I changed it because one of the VPN help team said in their opinion the Hub was at fault so I changed to TCP

moogera:

yeah VPN providers advised me to try tcp also, also to try adjusting mss fix settings but none of them worked well.

Its possible the upcoming openvpn 2.5 final version which supports kernel acceleration may give us a speed boost and some stability to openvpn.
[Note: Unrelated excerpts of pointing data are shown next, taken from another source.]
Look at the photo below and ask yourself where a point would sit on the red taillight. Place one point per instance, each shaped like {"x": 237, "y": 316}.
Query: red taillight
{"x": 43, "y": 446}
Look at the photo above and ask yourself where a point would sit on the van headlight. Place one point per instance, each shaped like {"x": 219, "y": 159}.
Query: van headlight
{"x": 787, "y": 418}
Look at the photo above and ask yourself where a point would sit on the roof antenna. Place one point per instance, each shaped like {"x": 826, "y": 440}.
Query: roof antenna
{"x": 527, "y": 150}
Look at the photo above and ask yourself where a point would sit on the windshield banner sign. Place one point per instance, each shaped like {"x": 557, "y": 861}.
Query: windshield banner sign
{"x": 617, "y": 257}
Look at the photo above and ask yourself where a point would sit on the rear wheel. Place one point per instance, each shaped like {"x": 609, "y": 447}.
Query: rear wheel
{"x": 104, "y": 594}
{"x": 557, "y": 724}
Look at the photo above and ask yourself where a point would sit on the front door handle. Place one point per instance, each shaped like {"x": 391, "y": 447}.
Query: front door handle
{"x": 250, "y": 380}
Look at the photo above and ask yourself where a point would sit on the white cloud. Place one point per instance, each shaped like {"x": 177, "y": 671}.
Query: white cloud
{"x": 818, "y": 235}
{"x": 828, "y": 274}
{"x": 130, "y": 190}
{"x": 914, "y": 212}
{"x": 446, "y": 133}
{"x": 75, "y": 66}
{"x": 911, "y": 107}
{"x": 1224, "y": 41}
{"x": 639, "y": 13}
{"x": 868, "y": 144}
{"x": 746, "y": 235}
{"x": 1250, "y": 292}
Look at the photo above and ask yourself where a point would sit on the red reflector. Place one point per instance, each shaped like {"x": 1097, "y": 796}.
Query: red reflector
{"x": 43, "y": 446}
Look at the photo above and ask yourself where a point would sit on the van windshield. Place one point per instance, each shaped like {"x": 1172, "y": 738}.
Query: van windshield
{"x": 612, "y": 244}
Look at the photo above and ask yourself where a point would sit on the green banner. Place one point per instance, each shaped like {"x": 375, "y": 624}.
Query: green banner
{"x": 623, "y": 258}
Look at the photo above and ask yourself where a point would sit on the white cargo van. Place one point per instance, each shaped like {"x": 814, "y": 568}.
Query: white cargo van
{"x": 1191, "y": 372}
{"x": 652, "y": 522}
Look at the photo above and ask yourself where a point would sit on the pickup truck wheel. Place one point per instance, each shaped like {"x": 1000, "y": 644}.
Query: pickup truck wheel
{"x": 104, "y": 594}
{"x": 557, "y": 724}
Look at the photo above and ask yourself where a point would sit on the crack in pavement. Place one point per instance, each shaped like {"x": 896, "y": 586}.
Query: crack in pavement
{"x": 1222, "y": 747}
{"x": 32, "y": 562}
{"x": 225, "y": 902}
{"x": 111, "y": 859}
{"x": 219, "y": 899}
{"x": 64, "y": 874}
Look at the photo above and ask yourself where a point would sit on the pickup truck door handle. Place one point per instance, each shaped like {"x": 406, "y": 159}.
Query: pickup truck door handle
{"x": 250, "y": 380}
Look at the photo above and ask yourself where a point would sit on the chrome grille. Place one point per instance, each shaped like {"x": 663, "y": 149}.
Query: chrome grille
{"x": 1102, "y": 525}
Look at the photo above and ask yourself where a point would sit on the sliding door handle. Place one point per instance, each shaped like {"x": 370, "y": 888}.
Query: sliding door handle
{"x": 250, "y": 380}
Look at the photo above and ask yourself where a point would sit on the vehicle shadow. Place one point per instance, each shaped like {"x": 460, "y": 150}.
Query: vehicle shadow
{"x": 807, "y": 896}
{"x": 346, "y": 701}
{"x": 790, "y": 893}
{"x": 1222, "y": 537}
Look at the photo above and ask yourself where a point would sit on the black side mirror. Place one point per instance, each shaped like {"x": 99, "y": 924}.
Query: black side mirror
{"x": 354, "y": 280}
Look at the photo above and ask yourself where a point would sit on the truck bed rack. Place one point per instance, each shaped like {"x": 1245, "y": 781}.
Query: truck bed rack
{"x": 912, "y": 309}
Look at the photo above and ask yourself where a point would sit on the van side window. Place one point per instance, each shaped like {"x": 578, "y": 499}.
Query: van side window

Either way Wire guard or try newsgroups is my best advice both options solved it 100% for me.

Yes the openvpn 2.5 update allowed me to install the Wintun tunnel adapter to my Windows 10 PC. I use AirVPN and my download speed went from and average of 25-35Mbps to 130Mbps with the SH3 in modem mode running through a Linksys EA7500 router.

saltyseadog:

Hi that is excellent news and good to see your speed increase but do you get the bad packets or authenticate/decrypt errors or 10Mb cap when torrenting ?

And has the new openvpn 2.5 solved this issue ? 

 

 

saltyseadog:

Hi that is excellent news and good to see your speed increase but do you get the bad packets or authenticate/decrypt errors or 10Mb cap when torrenting ?

And has the new openvpn 2.5 solved this issue ?

Everything works as it should now.  My Virgin broadband package is 215Mb which I get all the time when not using the VPN. When using AirVPN I get 125Mb which gives me over 12mbps on a download using qBittorrent this will download eg a 4GB file in approx 15 minutes.